Of course at the corner of the street he had to go. “Till next time!” he murmured. And fire came out of his eyes and lighted in Sophia’s lovely head those lamps which Mrs. Baines was mercifully spared from seeing. And he had shaken hands and raised his hat. Imagine a god raising his hat! And he went off on two legs, precisely like a dashing little commercial traveller.
And, escorted by the equivocal Angel of Eclipses, she had turned into King Street, and arranged her face, and courageously met her mother. Her mother had not at first perceived the unusual; for mothers, despite their reputation to the contrary, really are the blindest creatures. Sophia, the naive ninny, had actually supposed that her walking along a hundred yards of pavement with a god by her side was not going to excite remark! What a delusion! It is true, certainly, that no one saw the god by direct vision. But Sophia’s cheeks, Sophia’s eyes, the curve of Sophia’s neck as her soul yearned towards the soul of the god—these phenomena were immeasurably more notable than Sophia guessed. An account of them, in a modified form to respect Mrs. Baines’s notorious dignity, had healed the mother of her blindness and led to that characteristic protest from her, “I shall be glad if you will not walk about the streets with young men,” etc.

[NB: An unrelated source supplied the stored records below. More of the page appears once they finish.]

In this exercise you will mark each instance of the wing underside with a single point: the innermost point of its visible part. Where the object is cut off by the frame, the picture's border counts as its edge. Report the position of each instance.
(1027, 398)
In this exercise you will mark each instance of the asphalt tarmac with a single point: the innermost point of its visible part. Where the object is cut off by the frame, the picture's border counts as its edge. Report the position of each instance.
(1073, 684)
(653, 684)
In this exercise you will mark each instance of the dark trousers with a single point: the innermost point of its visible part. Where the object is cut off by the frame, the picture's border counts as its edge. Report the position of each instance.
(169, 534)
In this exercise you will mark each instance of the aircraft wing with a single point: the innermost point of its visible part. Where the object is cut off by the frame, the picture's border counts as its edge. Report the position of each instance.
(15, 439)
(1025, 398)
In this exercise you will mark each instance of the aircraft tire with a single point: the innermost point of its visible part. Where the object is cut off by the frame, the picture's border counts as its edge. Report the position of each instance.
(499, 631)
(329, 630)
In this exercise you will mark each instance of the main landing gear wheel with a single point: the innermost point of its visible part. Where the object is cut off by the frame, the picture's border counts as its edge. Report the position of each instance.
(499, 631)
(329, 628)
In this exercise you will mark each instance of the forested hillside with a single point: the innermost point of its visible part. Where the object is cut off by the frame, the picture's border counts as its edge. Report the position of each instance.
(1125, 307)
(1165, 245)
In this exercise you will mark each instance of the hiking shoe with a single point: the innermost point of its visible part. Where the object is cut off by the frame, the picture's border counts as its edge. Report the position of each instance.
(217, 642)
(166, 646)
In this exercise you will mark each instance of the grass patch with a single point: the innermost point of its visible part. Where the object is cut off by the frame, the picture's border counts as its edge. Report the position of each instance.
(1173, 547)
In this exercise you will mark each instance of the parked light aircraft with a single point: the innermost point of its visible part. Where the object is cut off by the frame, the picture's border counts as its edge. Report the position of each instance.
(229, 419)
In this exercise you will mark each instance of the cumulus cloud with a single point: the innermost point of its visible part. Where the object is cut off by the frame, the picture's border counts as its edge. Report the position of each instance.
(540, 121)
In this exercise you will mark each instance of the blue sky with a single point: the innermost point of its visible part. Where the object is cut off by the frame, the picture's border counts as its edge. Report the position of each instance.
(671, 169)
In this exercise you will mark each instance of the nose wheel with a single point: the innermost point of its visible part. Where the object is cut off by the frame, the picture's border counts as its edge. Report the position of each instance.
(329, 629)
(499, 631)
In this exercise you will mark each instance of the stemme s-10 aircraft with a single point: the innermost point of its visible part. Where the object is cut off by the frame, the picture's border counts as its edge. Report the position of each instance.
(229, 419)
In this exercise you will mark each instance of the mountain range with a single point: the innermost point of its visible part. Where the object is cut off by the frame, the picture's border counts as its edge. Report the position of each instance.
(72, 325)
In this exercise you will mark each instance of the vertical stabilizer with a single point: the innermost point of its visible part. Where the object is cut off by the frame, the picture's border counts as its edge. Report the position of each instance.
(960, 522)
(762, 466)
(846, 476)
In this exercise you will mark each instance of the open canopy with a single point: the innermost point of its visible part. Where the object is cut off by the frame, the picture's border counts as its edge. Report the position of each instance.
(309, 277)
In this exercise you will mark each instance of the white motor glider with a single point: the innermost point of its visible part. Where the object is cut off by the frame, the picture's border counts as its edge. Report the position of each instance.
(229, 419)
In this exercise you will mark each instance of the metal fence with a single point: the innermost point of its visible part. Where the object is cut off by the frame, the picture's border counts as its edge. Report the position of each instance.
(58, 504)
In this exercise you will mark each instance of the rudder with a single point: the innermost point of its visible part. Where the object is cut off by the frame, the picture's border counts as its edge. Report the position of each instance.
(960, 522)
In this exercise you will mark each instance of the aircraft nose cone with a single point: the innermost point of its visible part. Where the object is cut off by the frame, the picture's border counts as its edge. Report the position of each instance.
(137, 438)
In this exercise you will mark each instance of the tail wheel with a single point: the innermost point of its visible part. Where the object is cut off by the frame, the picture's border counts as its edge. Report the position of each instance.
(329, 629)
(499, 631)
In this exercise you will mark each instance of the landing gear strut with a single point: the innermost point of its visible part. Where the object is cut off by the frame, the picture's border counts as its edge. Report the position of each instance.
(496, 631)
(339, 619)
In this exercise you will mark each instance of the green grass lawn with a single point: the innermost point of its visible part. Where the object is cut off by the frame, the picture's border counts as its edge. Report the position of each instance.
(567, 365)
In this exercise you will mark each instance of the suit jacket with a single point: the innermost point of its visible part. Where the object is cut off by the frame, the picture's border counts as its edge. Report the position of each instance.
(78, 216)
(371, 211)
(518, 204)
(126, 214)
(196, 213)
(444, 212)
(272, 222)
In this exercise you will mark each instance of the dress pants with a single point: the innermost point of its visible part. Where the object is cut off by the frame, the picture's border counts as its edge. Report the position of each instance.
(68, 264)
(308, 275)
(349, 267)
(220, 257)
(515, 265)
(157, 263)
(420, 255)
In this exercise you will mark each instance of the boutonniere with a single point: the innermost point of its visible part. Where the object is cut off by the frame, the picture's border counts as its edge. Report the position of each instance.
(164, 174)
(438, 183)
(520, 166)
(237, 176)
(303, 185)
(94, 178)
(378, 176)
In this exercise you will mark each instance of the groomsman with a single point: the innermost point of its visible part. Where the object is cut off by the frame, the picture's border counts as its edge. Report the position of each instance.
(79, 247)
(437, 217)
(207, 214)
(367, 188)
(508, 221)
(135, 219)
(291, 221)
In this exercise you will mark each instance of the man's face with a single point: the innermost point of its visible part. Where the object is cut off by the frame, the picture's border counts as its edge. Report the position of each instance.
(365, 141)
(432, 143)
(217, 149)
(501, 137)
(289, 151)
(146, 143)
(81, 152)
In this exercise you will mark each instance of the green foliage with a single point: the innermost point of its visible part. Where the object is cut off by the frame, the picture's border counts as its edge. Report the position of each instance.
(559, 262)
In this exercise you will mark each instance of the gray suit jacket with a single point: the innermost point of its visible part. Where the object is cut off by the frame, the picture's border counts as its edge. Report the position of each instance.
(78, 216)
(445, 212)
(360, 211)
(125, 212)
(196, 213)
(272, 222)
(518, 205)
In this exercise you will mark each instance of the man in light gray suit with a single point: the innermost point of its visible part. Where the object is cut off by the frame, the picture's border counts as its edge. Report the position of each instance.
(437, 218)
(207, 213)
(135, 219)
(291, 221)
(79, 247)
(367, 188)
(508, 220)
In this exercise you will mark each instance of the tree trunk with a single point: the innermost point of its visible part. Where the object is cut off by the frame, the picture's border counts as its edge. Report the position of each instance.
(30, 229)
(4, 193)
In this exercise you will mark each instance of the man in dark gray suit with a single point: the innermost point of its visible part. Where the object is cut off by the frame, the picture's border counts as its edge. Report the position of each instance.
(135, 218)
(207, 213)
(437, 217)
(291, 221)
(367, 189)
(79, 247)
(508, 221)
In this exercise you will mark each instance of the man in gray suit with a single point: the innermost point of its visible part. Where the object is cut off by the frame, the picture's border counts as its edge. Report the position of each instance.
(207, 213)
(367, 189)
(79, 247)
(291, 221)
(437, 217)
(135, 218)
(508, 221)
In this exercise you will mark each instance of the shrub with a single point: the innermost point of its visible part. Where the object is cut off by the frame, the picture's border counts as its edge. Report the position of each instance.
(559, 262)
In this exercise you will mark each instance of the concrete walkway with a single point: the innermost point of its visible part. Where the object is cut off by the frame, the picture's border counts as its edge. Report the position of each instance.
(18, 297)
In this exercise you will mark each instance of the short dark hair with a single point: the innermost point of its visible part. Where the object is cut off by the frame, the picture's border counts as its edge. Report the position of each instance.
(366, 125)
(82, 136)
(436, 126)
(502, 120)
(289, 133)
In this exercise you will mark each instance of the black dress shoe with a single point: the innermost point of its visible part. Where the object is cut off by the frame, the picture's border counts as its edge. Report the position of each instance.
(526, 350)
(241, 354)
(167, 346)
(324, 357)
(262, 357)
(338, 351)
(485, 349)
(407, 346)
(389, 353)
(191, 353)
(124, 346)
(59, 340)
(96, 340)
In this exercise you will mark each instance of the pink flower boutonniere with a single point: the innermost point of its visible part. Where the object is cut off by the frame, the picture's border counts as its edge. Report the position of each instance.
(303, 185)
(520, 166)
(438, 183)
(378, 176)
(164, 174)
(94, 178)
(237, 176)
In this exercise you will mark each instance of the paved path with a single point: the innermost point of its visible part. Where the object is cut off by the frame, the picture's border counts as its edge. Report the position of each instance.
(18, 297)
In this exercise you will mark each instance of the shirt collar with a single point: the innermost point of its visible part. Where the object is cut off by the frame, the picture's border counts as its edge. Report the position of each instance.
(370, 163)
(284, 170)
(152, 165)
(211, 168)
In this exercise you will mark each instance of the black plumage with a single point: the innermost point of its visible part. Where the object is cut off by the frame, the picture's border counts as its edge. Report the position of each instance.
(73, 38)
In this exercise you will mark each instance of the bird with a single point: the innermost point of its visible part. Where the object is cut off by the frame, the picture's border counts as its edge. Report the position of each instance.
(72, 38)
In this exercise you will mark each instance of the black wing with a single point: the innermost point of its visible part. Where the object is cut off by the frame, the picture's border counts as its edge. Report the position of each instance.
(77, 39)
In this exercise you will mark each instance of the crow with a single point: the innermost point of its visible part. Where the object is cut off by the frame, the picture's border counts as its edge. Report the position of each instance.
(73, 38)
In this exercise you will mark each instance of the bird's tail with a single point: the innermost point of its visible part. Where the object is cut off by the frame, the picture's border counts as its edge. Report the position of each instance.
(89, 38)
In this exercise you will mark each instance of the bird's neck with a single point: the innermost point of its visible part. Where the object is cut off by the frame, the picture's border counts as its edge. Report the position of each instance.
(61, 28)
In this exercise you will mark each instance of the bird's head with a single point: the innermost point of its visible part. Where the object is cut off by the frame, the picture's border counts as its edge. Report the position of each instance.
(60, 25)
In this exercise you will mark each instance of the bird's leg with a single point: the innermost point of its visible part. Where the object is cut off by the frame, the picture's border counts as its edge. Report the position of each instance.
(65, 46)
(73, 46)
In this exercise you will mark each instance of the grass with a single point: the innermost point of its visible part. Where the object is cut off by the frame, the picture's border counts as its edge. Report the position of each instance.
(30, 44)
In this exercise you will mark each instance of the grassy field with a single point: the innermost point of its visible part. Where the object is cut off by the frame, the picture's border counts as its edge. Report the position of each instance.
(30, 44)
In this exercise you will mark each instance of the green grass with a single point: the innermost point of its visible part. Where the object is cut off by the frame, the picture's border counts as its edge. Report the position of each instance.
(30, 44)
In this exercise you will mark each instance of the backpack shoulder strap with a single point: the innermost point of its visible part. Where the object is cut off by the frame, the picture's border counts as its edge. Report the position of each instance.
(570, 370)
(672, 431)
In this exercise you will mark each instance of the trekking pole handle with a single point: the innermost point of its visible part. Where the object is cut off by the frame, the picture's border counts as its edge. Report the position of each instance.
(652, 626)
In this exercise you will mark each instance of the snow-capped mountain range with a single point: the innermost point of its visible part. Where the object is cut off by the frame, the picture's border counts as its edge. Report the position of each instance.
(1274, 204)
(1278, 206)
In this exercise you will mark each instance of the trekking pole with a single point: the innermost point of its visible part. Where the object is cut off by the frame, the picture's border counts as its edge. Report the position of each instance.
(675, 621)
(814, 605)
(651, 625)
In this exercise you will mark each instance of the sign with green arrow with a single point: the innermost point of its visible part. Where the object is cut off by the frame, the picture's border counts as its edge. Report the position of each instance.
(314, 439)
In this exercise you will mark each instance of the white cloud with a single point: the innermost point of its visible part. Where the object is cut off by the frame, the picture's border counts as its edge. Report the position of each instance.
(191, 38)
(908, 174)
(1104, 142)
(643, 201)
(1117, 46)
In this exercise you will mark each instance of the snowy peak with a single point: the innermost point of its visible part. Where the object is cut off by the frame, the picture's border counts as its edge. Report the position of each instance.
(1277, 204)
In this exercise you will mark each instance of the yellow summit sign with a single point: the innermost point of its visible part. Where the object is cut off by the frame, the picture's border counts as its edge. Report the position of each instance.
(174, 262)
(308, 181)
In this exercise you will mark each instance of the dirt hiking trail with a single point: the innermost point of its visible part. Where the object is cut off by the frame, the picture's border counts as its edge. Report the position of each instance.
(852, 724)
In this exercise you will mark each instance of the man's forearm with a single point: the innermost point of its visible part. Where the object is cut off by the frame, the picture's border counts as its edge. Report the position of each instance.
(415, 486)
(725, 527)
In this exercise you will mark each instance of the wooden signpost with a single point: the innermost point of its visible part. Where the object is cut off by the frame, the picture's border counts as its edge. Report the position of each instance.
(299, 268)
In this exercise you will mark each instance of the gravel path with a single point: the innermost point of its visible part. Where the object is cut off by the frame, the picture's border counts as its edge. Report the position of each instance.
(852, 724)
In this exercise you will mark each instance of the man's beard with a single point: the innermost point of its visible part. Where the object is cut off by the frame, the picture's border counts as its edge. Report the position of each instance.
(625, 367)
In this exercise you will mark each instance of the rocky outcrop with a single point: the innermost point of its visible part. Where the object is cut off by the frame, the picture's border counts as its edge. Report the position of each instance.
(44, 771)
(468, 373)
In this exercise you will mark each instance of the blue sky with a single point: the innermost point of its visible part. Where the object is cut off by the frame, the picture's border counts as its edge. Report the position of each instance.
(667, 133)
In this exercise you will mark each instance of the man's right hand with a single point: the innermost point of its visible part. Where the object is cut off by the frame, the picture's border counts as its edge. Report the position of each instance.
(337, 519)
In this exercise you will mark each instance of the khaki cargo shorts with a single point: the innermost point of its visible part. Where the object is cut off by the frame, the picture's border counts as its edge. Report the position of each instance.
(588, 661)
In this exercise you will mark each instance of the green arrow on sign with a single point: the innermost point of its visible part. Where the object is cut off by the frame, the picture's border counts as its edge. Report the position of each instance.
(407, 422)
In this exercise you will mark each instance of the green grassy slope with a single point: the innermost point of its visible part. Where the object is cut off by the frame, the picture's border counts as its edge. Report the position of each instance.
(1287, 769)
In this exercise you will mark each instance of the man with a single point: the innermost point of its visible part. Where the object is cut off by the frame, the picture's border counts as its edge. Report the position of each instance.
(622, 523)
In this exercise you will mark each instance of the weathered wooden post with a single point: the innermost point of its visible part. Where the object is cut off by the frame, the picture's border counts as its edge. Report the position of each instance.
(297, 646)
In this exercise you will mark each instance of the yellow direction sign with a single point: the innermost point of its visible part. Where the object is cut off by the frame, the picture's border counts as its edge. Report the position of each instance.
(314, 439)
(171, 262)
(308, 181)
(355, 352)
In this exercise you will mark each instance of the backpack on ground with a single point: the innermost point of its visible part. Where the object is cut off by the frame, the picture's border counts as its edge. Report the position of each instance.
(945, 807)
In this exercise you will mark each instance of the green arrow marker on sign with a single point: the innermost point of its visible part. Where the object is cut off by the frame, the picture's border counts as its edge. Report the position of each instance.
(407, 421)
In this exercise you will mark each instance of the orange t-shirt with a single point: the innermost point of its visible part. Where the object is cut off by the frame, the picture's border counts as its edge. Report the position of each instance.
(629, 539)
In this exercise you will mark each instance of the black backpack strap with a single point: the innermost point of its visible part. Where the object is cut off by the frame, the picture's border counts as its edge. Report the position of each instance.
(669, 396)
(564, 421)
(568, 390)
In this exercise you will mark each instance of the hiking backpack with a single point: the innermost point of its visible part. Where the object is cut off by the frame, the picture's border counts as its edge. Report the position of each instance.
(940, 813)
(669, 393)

When the period came for the reappearance of Mr. Scales, Mrs. Baines outlined a plan, and when the circular announcing the exact time of his arrival was dropped into the letter-box, she formulated the plan in detail. In the first place, she was determined to be indisposed and invisible herself, so that Mr. Scales might be foiled in any possible design to renew social relations in the parlour. In the second place, she flattered Constance with a single hint—oh, the vaguest and briefest!—and Constance understood that she was not to quit the shop on the appointed morning. In the third place, she invented a way of explaining to Mr. Povey that the approaching advent of Gerald Scales must not be mentioned. And in the fourth place, she deliberately made appointments for Sophia with two millinery customers in the showroom, so that Sophia might be imprisoned in the showroom.
Having thus left nothing to chance, she told herself that she was a foolish woman full of nonsense. But this did not prevent her from putting her lips together firmly and resolving that Mr. Scales should have no finger in the pie of her family. She had acquired information concerning Mr. Scales, at secondhand, from Lawyer Pratt. More than this, she posed the question in a broader form—why should a young girl be permitted any interest in any young man whatsoever? The everlasting purpose had made use of Mrs. Baines and cast her off, and,, like most persons in a similar situation, she was, unconsciously and quite honestly, at odds with the everlasting purpose.